Data Ethics: Keeping Your Ethics in Check as a Data Scientist
As data scientists, we are all in this to pursue the objective truth, or close to it. Check your ethics with these bad data ethics examples.
You’ve probably come across this before:
- A vendor skews a graph that compares their product with a competitor’s in the market.
- A survey conveniently shows that most respondents unanimously agree on an issue.
- A cosmetic company claims their new “miracle cream” has been “scientifically tested.”
While these examples may seem silly to some, misleading analysis is a serious issue that often has serious consequences. Ethical concerns arise when data scientists don't follow good practices when collecting, handling, presenting, and modeling data.
As an aspiring professional in data science, your personal viewpoint should not matter.
Repeat: Your. Personal. Viewpoint. Should. Not. Matter.
As data scientists, we are all in this to pursue the objective truth, or close to it. This is where data ethics come in. We want to find out and discover things that improve on our understanding of the world and the people around us, and to better predict our future. This is not only a mantra: it’s a way of thinking that every data scientist should adopt if she or he is going to be successful in their role. Your personal subjective viewpoint can get in the way of being a good data scientist.
There’s a saying that your model is only as good as your data. This also means that any conclusions you make about certain groups of people or how the world works depends on whether good data ethics collection practices were used.
For example, you might come across a model that was based on “race” as being a heavily weighted predictor variable.
There are two issues with this:
First, the model just so happens to classify people of a certain race as all being high credit risk applicants for a home loan at a bank. However, when looking closer at the actual data, it’s apparent that majority of cases are from one racial group, with all these cases living in the same part of the city or location.
How different the results might be if there was a more diverse random sample of cases, across all locations? What if there were many cases of this racial group living in other locations with a good credit history that just didn’t make it into the dataset? Also, when it comes to classification tasks, if there is extreme imbalance of classes in the dataset, the model will tend to correctly predict the majority class most of the time, but will struggle to predict the under-represented classes.
Second, why did the bank decide to place such a heavy weight on the predictor variable “race”? Are the results different when race is not heavily weighted? Was this decision driven by a personal viewpoint, or was there a non-subjective reason behind placing a heavy weight on race? It could be that the reason behind this decision is purely subjective and skews the results, therefore making any conclusions negligible.
Bad Data Ethics Examples
Studies that make conclusions about crime rates among certain ethnic or socioeconomic status groups are another example where data ethics are a concern. Why is it that some studies only use data on certain cities and not others? Could it be that crime in these carefully-selected cities are likely to falsely prove a subjective viewpoint and make wrong conclusions about a group overall? What ever happened to the good old practice of getting a random sample across the whole population before you even think about using the data to make conclusions about the entire group?
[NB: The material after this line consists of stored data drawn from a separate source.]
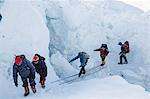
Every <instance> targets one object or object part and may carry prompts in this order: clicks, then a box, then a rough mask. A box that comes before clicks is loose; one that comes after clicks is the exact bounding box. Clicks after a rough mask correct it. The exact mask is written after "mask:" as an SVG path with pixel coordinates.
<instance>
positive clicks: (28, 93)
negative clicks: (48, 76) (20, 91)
mask: <svg viewBox="0 0 150 99" xmlns="http://www.w3.org/2000/svg"><path fill="white" fill-rule="evenodd" d="M24 90H25V93H24V96H27V95H29V87H28V86H26V87H24Z"/></svg>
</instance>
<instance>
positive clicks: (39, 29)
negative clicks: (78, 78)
mask: <svg viewBox="0 0 150 99" xmlns="http://www.w3.org/2000/svg"><path fill="white" fill-rule="evenodd" d="M1 13H2V15H3V16H4V17H3V20H2V22H1V23H0V45H1V46H0V49H1V51H0V56H1V57H0V78H1V81H0V89H1V90H0V97H2V98H3V99H12V98H13V97H15V98H17V99H21V98H24V97H23V88H22V86H21V85H22V82H21V80H20V78H19V87H18V88H15V86H14V84H13V80H12V65H13V61H14V55H16V54H25V55H26V57H27V58H28V59H29V60H31V59H32V56H33V55H34V53H39V54H41V55H43V56H44V57H46V59H47V60H46V63H47V65H48V70H49V71H48V73H49V74H48V79H47V84H46V85H47V87H46V89H45V90H43V89H41V88H40V85H39V84H38V80H39V77H38V76H37V78H36V82H37V93H36V94H35V95H34V94H33V93H32V92H31V94H30V95H29V97H28V98H29V99H34V98H36V99H41V98H43V99H49V98H52V99H60V98H61V99H63V98H64V99H75V98H79V99H84V98H86V99H93V98H94V99H99V98H103V99H110V98H111V99H120V98H121V99H149V98H150V94H149V93H148V92H145V91H144V89H143V88H141V87H140V86H137V85H131V84H128V83H127V82H126V81H125V80H124V79H126V80H127V81H129V82H130V83H134V84H139V85H141V86H143V87H144V88H145V89H146V90H150V85H149V81H150V79H149V77H150V76H149V71H150V70H149V64H150V61H149V57H150V53H149V52H148V51H149V48H150V45H149V44H148V43H145V42H148V41H149V38H150V36H148V35H150V34H149V33H150V30H149V25H150V24H149V21H147V16H146V15H145V14H144V13H143V11H141V10H139V9H136V8H134V7H131V6H128V5H126V4H123V3H121V2H117V1H114V0H112V1H110V0H90V1H86V0H85V1H83V0H65V2H64V1H61V0H58V1H55V0H44V1H39V2H37V1H36V2H34V1H32V2H31V1H30V0H28V1H24V0H22V1H17V0H15V1H14V0H13V1H12V0H6V1H5V3H4V4H3V7H1ZM43 17H44V18H43ZM46 25H47V26H46ZM124 40H129V41H130V45H131V53H130V55H128V59H129V64H128V65H123V66H118V65H117V62H118V57H119V56H118V53H119V51H120V48H119V46H117V43H118V41H124ZM101 43H108V46H109V49H110V55H109V56H108V58H107V65H106V66H107V69H106V71H103V72H99V73H98V74H96V76H95V75H93V77H92V78H95V77H96V78H95V79H92V80H86V81H83V80H82V81H80V82H76V83H72V84H69V85H68V84H66V85H62V86H60V85H58V84H50V82H51V81H53V80H54V79H55V80H56V79H58V78H57V76H58V77H60V78H63V77H65V76H67V75H71V74H74V73H77V72H78V71H79V67H78V66H79V64H80V63H79V61H76V62H74V63H72V64H69V63H68V60H70V59H71V58H73V57H74V56H76V55H77V53H78V51H86V52H88V53H89V54H90V56H91V58H90V62H89V63H88V66H87V67H86V68H87V69H88V68H92V67H93V66H97V65H98V64H100V61H99V54H98V53H96V52H93V49H95V48H98V47H99V46H100V45H101ZM143 45H144V46H145V47H143ZM141 48H142V49H141ZM49 57H50V59H49ZM49 62H50V63H51V64H49ZM52 67H53V68H52ZM55 73H56V74H55ZM108 74H114V75H116V74H117V75H121V76H123V78H124V79H122V78H121V77H118V76H113V77H108V78H104V79H101V78H103V77H107V76H108ZM56 75H57V76H56ZM102 75H104V76H102Z"/></svg>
Consequently, deliberately excluding certain cases from the analysis, without any reason to believe the data is incorrect or inaccurate is a problem. Also, wrangling the data in a way to try and prove a viewpoint is another ethical deal breaker.
For example, let’s say you came across a statistical significance test that shows men and women math students are significantly different when it comes to learning mathematics. However, the test is based on all men included in the dataset, and all women excluding a few outliers, with some cases of women merged into one case with their computed average. It’s important, because this could result in incorrectly rejecting the null hypothesis of there being no real difference in favor of the bogus claim that one gender is better at math than the other.
In conclusion, these examples of bad data ethics should be front of mind when collecting, cleaning, wrangling and modeling data, so that our conclusions are not based on false “truth.”‘
Finally, think about it this way: how would you feel if someone painted a misleading picture of you based on a subjective viewpoint and tried to label it as “fact”?